I’ll be sharing more thoughts on the changing world of work as we witness its transformation from adolescence to adulthood.  I invite and welcome your personal stories about job loss terror and re-creation.  I hope none of you hold onto the feeling  of being redundant.  My objective is  help replace that feeling with a voice that expresses potential that continues to be defined and fine tuned.

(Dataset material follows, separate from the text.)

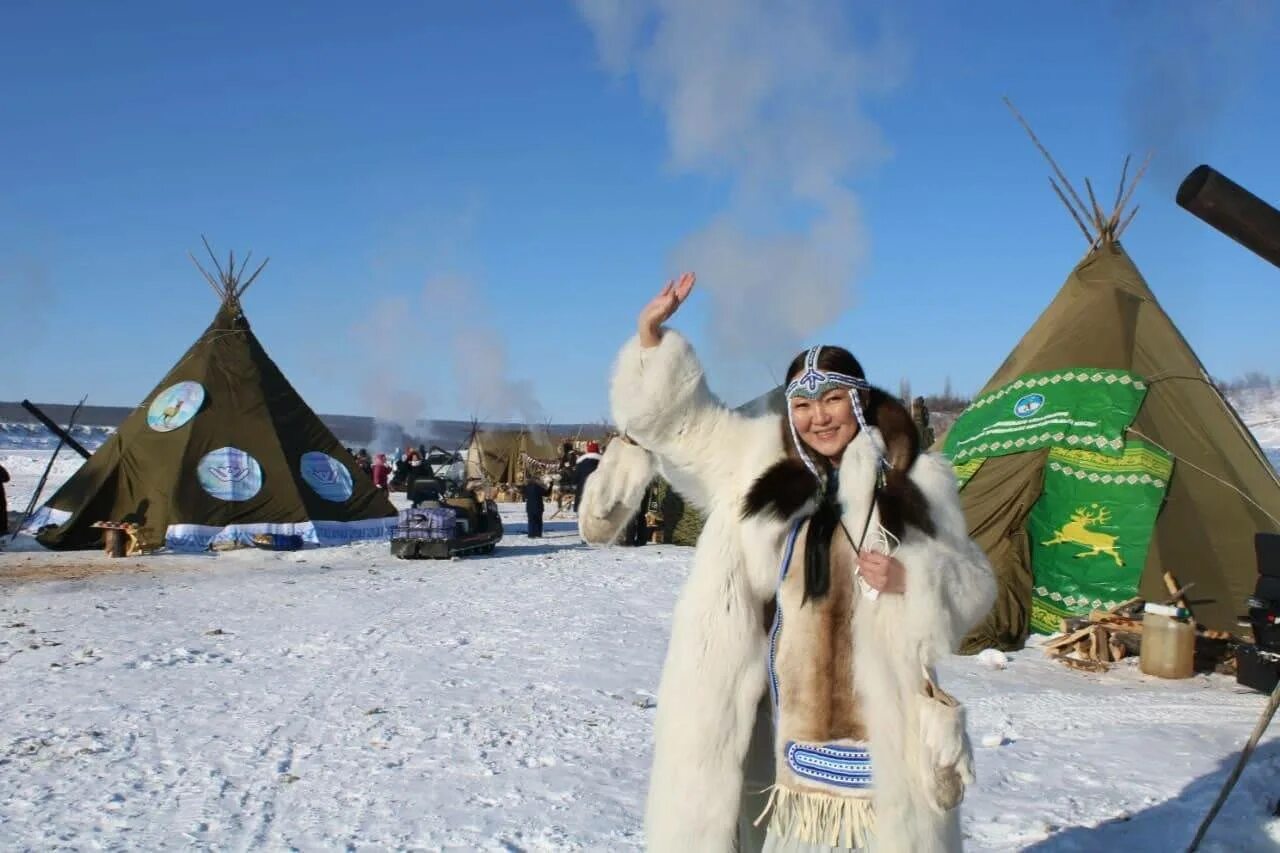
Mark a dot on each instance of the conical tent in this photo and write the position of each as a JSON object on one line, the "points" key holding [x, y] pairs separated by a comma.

So, please share with me and my readers your journeys, your stories, experiences and insights; what personal characteristics and circumstances pulled you through turmoil and helped you discover a more rewarding life.  We all have the wisdom and ability to help one another.  I look at this blog as a place where people can come for affirmation and hope. A place where  we can mine for the diamonds that lie hidden in each of us;  where those who have already discovered what worked for them can share  with others who are still searching to find their gems.  Stories that unravel unexpected outcomes give hope for those still caught in the fog, and makes the difference in continuing to move from strive to thrive. Please bring your energy, insight and ideas as we move through this unchartered territory.  Together we will prove Mr. Bingham  wrong.  What we put in our backpacks are meaningful connections, relationships that tie our commonality together and build a strength that can only be achieved through contribution and being part of a supportive, caring community.  Together we can really make the pie bigger!